The dearth of employees is the main cause of customers' suffering. On one of my trips to Bluebonnet, two people worked the service counter (out of a possible six) while close to forty beleaguered customers waited. A few of them were nearing the point of tearing their clothes, scraping themselves with packaging-tape dispensers, and cursing the day they were born. (On more than one occasion I've feared I'd living out my remaining days waiting to send a piece of certified mail.) I thought, "Why aren't there more employees? Are they at lunch (odd for 2:30 in the afternoon)? Are they taking a team-building smoke break? " Now I'm convinced missing employees hide in a secret room where they laugh with malicious glee as they watch customers waste away their day.
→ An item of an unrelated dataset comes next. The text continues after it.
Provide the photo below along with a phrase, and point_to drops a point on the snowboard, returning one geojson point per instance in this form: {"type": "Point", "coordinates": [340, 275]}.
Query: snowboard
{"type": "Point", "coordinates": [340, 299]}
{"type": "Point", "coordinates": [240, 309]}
So, since the problem stems from an employee shortage, the post office would naturally just hire more clerks, right? If you think for a moment the answer is "yes," then you obviously don't grasp the sadistic nature of the office's supervisors. Two years ago, rather than hiring additional people to work the counter (or just dragging the existing ones from the secret room), they hired a lady to be a greeter of sorts. From what I could gather, her job was to make small talk with people in line and offer false assurance their families wouldn't need to file a missing person report. She only worked there for a few months. I suppose the supervisor thought her salary was a waste of money, or perhaps she was ripped to shreads by an angry mob of customers who were in no mood for her perkiness.
Bluebonnet has tried a few other stop gap solutions over the past few years, but all have failed to mitigate the hassles. I'm considering just delivering my mail in person from now on, even if it entails reviving the Pony Express. So I'd face fatigue, inclimate weather, and possible robbery-- that still beats Bluebonnet.